The mucosa lining the cartilage of the septum provides the blood supply to the underlying septal cartilage. If the mucosa is repeatedly traumatized and not allowed to heal, the blood supply is disrupted. If both sides of the mucosa are traumatized, then there is no blood flow to the cartilage at all and that portion dies.
This is called a septal perforation.
A septal perforation can occur for a number of reasons:
1. Trauma from repeated nose-picking. I’ve seen this several times. We in the medical profession fancily call this digital trauma, where digit = finger (and not referring to the binary system of 1’s and 0’s). Of course, trauma from the use of other instruments does the same thing. The patient creates a “vicious cycle” of nasal-pickingàmucosal traumaàbleedingàscab formationànasal-picking of the scabàbleedingà etc., etc,… until one day the finger or favorite nose-picking device traverses from one side to the other.
2. Trauma from prior injury. Sometimes a badly injured septum or a septal hematoma (blood forms between the septal mucosa) that disrupts blood supply to the underlying cartilage leading to a perforation. This results in devitalization of the mucosa on each side of the cartilaginous septum, and ultimately erosion through the cartilage.

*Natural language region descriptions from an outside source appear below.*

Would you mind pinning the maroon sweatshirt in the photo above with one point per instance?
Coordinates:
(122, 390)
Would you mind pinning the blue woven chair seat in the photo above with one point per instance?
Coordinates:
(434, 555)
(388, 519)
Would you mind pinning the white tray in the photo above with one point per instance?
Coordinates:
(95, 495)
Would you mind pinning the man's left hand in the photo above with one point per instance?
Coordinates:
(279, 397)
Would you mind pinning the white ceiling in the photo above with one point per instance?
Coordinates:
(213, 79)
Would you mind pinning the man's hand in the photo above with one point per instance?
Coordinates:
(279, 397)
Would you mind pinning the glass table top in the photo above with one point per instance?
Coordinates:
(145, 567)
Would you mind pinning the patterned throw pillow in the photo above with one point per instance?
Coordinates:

3. Nasal drug use, whether legal or illegal. Cocaine has a fairly high risk of nasal perforations, particularly with repeated use. The drug vasoconstricts, reducing the blood supply to the mucosa. It’s actually a great drug for surgery such as septoplasties and sinus surgery, but used in a very diluted concentration compared to what’s used on the street. There are a number of legal nasal sprays out there (see Nasal Sprays: A General Explanation), but each can pose this risk if improperly used (Nasal Sprays: Proper Technique and Nasal Sprays Proper Technique Explained Again). The method of injury is similar or there’s mechanical trauma from the tip of the spray’s nozzle rubbing the septum.
4. Nasal piercings. This goes without saying.
5. Weird diseases such as Wegener’s granulomatosis, sarcoidosis, tuberculosis, lymphomas are systemic diseases that sometimes occur in the nose and septum. Unusual tissue is typically found along the septal edges if discovered early. A biopsy of this often helps with the diagnosis.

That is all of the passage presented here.